Cable selection for robotic applications is often an afterthought. But in reality, cable and wire are the lifelines of the robot. Cable and wire are vital for power and sending control signals and data to and from robotic applications. When choosing a cable for your robotics application it’s important to understand the physical forces that will be acting on your cable and overall system. 3 different types of force include:
Static- push & pull motions or gravitational influence (vertically hanging cable)
Dynamic- subtle forces from acceleration and deceleration
Static & Dynamic- systems that incorporate both forces
Once you understand the physical requirements your system needs to withstand, you can define your cable needs based on flexing characteristics:
Simple flexing- "tic toc" motion, flexing at a single defining break point. The cable has a predefined kink
Flexing- bending along the entire length, subject to continuous flexing
Guided Flexing- continuous flex using a guided motion like pulleys. The cable has support elements
Torsion Flexing- most commonly seen in robotic applications. Different construction than continuous flex cable, good for twisting applications or applications that require rotary motions
As you can see from the above information there are many factors that go in to choosing a cable solution for a robotic application. And often times, a standard cable isn’t always going to be the best solution. Custom cable design is a huge component of cable specification in the industrial robotic industry.

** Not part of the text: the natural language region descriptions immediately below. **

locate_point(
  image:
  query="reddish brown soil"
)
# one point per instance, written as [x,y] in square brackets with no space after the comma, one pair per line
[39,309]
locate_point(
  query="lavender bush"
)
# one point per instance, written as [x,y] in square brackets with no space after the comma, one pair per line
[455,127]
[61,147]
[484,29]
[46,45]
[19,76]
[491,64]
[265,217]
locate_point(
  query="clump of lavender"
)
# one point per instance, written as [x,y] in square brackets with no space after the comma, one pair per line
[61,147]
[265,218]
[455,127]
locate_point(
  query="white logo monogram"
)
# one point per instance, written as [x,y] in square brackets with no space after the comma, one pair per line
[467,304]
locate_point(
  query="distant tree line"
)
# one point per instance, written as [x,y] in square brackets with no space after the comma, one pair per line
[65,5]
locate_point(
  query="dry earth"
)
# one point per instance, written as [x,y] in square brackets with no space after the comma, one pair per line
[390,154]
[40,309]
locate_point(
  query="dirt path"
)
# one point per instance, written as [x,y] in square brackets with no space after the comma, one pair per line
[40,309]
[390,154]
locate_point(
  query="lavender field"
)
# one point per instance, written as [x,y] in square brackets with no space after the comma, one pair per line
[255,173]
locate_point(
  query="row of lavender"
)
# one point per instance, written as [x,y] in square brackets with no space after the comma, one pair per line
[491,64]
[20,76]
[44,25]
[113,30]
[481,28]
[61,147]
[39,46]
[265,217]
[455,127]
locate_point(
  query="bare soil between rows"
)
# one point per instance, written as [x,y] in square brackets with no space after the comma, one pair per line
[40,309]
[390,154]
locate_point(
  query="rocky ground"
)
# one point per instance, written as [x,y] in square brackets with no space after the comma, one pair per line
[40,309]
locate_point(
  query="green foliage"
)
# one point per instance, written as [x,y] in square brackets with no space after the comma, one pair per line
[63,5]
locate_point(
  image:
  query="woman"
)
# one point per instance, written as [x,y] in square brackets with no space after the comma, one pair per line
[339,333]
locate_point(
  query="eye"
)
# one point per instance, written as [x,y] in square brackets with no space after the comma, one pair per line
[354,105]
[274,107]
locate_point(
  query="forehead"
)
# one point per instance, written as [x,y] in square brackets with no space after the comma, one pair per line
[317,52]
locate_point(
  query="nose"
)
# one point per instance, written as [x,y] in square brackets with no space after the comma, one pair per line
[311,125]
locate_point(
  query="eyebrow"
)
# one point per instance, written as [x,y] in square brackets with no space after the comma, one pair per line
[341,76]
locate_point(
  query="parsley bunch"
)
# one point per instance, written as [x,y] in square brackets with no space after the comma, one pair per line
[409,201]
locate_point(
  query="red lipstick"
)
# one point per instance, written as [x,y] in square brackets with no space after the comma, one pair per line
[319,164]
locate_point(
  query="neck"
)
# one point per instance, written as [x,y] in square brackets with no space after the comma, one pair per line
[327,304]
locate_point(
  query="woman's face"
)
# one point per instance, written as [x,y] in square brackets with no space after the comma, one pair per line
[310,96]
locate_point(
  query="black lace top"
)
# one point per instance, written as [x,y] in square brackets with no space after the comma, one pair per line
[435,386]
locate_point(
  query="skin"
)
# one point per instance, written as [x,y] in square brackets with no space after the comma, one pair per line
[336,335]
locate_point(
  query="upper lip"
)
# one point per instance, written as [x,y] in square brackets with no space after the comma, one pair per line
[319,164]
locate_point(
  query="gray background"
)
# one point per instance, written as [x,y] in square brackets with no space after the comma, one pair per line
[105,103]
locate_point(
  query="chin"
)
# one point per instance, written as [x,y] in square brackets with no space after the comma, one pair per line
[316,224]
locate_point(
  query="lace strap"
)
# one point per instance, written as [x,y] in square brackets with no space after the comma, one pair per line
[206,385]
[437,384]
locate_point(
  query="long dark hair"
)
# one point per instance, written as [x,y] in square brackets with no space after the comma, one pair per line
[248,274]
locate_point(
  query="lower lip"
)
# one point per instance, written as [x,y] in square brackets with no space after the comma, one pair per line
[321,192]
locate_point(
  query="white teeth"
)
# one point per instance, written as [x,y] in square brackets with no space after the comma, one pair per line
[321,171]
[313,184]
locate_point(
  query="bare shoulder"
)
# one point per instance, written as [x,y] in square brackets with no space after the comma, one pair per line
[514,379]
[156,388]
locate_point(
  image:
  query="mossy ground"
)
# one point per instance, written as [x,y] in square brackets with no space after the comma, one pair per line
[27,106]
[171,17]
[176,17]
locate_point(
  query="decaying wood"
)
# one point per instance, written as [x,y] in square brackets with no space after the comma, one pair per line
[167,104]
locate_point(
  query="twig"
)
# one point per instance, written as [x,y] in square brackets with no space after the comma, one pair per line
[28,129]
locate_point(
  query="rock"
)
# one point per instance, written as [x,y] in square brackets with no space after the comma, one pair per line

So what does the robotic market look like now, and how does it affect the wire and cable industry? According to International Federation of Robotics, robotic installations will increase 15% yearly from 2015 to 2018. China will double in operational robot stock within in the next 3 years, and currently 80% of global robot sales are in China, Japan, South Korea, USA, and Germany. The growing investment in the industrial robotics market could potentially lead to an increase in opportunities to spec in wire and cable for these applications. Remember, where there are robots there is also wire and cable.